"Espresso Pundit" Greg Patterson has a friend who asked around at a recent gun show to find out why TUSD budget overrides were voted down. The reported answer is somewhat surprising: not fiscal irresponsibility, not "secession" and frustration over having to pay when kids in their families don't go to public school, but rather the "La Raza Studies" program.
It seems completely lost on proponents of overrides, "home rule", and other fiscal laxity, that the relationship between the government and the governed, between the taxpayer and the tax spender, is one of give-and-take. It isn't symmetric, but the people have expectations of government--and they are right to have expectations of government. It is not sufficient for elected and appointed officials to have good intentions or to want to do Nice Things with the taxes collected; they must also deliver the goods, and respect the taxpayer.

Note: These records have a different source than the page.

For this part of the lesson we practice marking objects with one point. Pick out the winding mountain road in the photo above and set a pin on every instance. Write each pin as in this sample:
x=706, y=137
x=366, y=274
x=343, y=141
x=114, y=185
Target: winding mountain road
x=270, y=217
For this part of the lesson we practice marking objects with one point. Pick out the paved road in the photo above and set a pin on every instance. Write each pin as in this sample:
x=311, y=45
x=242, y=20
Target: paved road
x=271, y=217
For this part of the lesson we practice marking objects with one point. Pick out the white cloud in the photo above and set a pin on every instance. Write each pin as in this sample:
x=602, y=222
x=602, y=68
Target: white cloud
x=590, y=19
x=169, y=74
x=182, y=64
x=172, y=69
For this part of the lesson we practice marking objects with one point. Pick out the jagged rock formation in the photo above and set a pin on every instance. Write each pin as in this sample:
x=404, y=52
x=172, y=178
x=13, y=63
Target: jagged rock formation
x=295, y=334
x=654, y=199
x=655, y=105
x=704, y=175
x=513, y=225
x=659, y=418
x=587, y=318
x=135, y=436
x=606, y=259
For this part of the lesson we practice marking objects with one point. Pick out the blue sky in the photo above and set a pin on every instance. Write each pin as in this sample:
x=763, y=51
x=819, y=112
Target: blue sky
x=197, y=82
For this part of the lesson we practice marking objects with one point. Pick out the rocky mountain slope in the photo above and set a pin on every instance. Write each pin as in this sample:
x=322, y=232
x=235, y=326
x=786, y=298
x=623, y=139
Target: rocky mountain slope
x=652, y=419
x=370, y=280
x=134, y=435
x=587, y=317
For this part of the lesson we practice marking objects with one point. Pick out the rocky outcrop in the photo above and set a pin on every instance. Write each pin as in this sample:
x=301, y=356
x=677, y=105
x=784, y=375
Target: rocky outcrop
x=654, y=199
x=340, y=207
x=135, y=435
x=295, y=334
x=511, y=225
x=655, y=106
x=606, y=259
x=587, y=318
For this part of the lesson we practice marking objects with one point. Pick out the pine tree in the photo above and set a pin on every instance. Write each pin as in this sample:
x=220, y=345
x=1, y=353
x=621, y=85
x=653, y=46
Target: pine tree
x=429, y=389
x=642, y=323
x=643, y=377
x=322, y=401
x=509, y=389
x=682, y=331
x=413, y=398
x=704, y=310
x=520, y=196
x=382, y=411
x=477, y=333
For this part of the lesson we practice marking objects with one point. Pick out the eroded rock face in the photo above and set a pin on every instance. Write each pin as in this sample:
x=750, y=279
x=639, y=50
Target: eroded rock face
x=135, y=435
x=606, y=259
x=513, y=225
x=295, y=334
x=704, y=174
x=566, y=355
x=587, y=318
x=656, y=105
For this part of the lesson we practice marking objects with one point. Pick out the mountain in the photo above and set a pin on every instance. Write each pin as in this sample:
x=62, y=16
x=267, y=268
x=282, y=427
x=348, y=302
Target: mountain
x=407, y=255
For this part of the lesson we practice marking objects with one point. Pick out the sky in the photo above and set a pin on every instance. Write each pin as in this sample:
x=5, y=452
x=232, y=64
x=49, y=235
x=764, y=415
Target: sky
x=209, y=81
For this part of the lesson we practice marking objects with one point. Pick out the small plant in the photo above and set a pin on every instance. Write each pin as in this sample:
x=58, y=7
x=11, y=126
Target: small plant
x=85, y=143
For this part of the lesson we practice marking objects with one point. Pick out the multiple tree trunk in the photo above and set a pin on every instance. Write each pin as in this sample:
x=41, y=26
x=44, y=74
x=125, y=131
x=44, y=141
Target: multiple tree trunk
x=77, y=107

In Pima County we're now learning the meaning of "consent of the governed". Teaching kids ethnic nationalism, group identity, that some people are better than others or otherwise "special" because their ancestors came from a certain place, or that there exists such a thing as group oppression, that's disrespect for taxpayers not from the elevated class. Likewise, manufacturing a "budget crisis" when there is a 1% revenue shortfall in order to justify tax increases, instead of cutting back the scope of city government, that's disrespect for the taxpayer. That's treating the interests of elected officials--those interests being re-election and supporting those niceties that have been added to the budget through the years--as more important than the interests of individual taxpayers. And asking--no, demanding!--constantly for more, more, more, out of proportion to population growth, is a disrespect of the voters.
The final results of this month's election (with irregularities presumably cleared up): defeat of "home rule", TUSD overrides, and even a few overrides in districts operating with overrides--a rare occurrence!--reflect nothing short of a loss of the consent of the governed. Rather than go on and on about how important education is (a non sequitur argument, really) those unhappy with the result ought to think: what's being done wrong? Should we try again or try another paradigm? And if we try again, how can we uphold our end of the bargain this time around?